When this lifelong grouchy bromance finally came to an end, it almost ran to Hollywood tragi-comic formula. Matthau died in July 2000 — from a heart attack, having developed colon cancer five years previously — and Jack Lemmon followed him exactly 11 months later, brought down by bladder and colon cancer. They now lie in the same cemetery in L.A. The fact that they shared a real-life disease as well as a fictional apartment and, ultimately, a patch of earth wasn’t fate, though, and it wasn’t Hollywood magic. In fact, it was barely even a coincidence. Instead, it’s an indication of just how prevalent colorectal cancer was, and remains, in the U.S.
For most of us, the words “colon” and “cancer” describe two of the last things we’d want to think about on an average day. Add “rectal” to the mix and it’s a potent cocktail of okay-let’s-change-the-subject-shall-we. But for the moment, let’s not. Because there are a million reasons we should be thinking harder about it than we are — that’s around how many survivors of colorectal cancer are currently living in the U.S., the majority of whom are alive because they thought about it enough to submit to screening for the disease, and their cancer was spotted early. Another reason to talk about it is that it is no longer a disease for the over 50 crowd: Due to factors that remain obscure and which we’ll get to in a bit, more and more people in their 40s, 30s and 20s are dying from it every year.
Yet it’s treatable. There’s a 90-percent survival rate for colorectal malignancies that have been discovered at a pre-cancerous or localized stage. Around three-fifths of cases are identified after the disease has progressed beyond this point, though, where the odds quickly start to look less favorable. As Stephanie Spanos, P.R. Manager for Exact Science (the company that, in collaboration with the Mayo Clinic, devised the Cologuard test — one of a number of innovative screening methods to have recently emerged as an alternative to the standard colonoscopy exam) puts it: “CRC is the most preventable, yet least prevented form of cancer.”
Since a few years prior to Lemmon and Matthau’s deaths, America’s colorectal cancer mortality rate has been falling at a steady pace among both men and women; among men, who are more susceptible to the disease, it’s declined by 53 percent between 1970 and 2016. Yet it remains the second most common cause of cancer death, after lung cancer, for men and women combined, and the American Cancer Society (ACS) estimates that 135,430 people in the U.S. will be diagnosed with either colon or rectal cancer in 2019 — and just over 50,000 of them will die from it within five years.
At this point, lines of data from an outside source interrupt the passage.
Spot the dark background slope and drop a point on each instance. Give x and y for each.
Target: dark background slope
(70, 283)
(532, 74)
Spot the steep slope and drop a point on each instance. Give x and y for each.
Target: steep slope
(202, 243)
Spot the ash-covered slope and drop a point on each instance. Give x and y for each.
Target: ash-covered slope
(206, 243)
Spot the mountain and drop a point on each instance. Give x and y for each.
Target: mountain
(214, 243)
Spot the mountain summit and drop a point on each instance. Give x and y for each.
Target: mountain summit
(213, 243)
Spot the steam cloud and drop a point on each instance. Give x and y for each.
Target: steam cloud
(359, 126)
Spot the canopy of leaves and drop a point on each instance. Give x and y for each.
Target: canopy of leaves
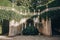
(9, 15)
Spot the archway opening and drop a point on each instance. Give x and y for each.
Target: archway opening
(56, 25)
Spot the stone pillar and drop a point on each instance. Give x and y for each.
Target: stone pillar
(47, 27)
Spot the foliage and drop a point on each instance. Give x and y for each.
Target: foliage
(5, 3)
(56, 3)
(30, 30)
(51, 14)
(9, 15)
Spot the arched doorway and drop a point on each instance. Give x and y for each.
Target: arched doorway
(56, 26)
(30, 29)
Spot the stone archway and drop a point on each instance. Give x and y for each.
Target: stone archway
(55, 26)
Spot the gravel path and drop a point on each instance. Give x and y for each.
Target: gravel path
(31, 38)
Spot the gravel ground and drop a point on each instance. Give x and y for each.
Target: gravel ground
(30, 38)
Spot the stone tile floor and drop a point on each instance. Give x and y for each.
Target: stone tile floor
(20, 37)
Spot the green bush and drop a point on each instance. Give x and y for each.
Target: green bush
(30, 31)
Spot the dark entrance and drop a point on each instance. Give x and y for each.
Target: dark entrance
(56, 26)
(5, 26)
(30, 29)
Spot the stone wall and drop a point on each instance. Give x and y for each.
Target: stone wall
(46, 28)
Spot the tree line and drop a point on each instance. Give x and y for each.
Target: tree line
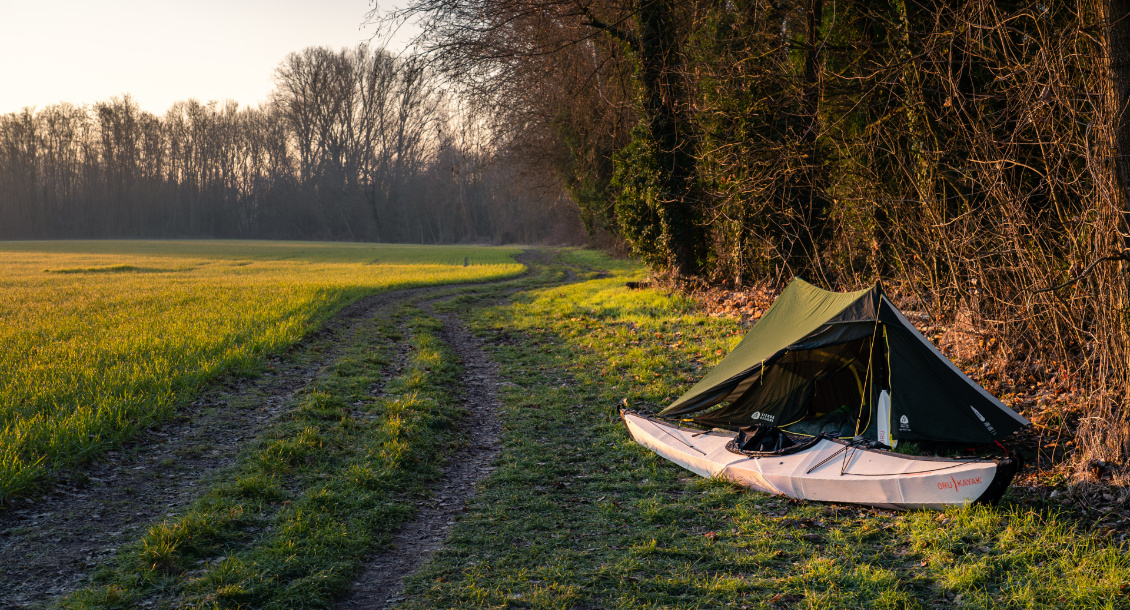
(353, 145)
(972, 155)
A big reason why is that many people who should be getting screened simply aren’t, partly because of the cloud of dread associated with the word “colonoscopy.” Granted, having a camera inserted rectally and having what looks like one of the sandworms from the movie Dune flexing and waggling around your most inner of sanctums isn’t everyone’s idea of tickle time (and to illustrate, here’s Kyle MacLachlan thinking about his colonoscopy, then committing to it by ritually summoning it out of the ground). Plus, the prep for the examination — typically a heavy-duty purgative followed by tract-cleansing waves of diarrhea — is notoriously unpleasant (just ask Ronald Reagan in 1985).
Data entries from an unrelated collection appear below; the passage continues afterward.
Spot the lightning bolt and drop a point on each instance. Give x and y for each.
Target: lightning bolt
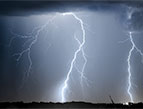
(80, 48)
(32, 38)
(134, 47)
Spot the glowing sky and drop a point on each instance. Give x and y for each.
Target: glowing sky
(107, 26)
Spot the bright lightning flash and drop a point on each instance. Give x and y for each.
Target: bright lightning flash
(80, 49)
(134, 47)
(32, 39)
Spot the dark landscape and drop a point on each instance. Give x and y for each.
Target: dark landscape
(17, 105)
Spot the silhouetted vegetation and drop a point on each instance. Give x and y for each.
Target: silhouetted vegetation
(5, 105)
Plus, especially if polyps (pre-cancerous growths) are found and surgically removed during the procedure, a colonoscopy can be colossally costly. Added to all that, and possibly the strongest incentive to inaction, is the raw fear of the specialist actually finding something. You have plans for the next two weeks; you’re going on vacation in September — why jeopardize it all for the sake of a potentially life-saving diagnosis? (Here, by the way, is just about all the information you might want to consult on the detailed ins and outs of colonoscopy.)
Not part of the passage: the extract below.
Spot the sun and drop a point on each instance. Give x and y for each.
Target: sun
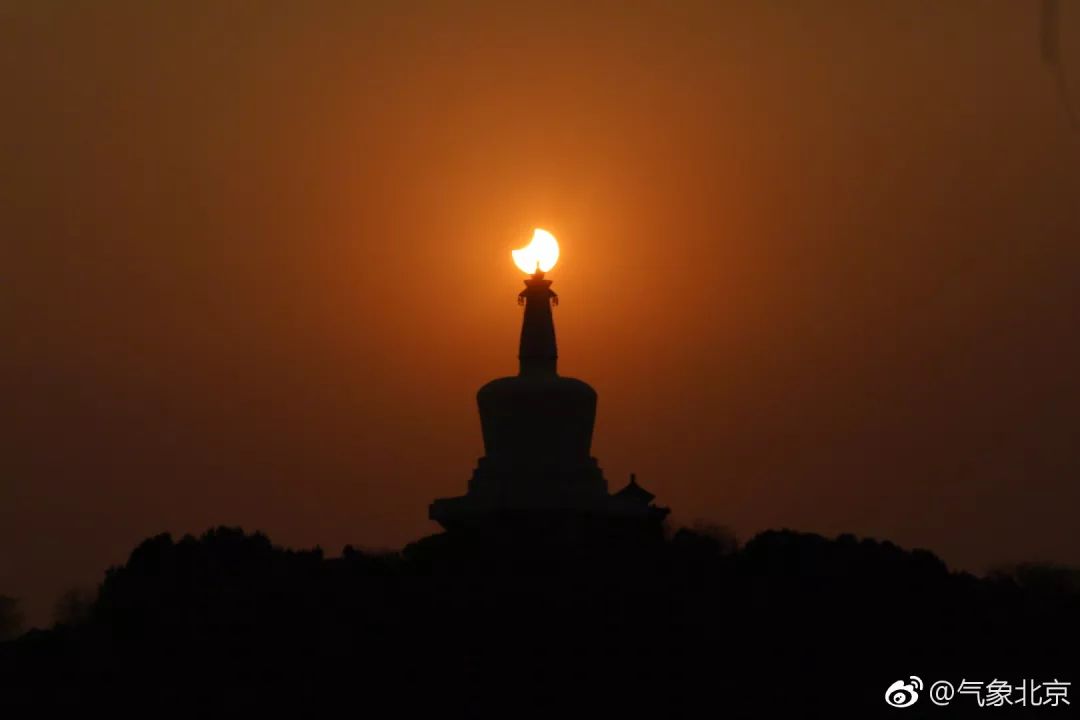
(540, 254)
So it’s easy to see why it keeps slithering to the bottom of people’s to-do lists. But the good news is that colonoscopies are no longer the only option for getting our gut walls green-lit. There’s now a buffet of first-pass options that don’t involve your being plugged with a cable like a human smartphone on charge, from blood tests to stool-sample kits you can do at home — a fact that many more of those put off by the traditional procedure need to be aware of. Which is partly why the Colorectal Cancer Alliance (CCA) has just begun funding a major project in Philadelphia to see if it can get screening rates among higher-risk groups up to 80 percent, while raising awareness among younger people that they should be concerned, too.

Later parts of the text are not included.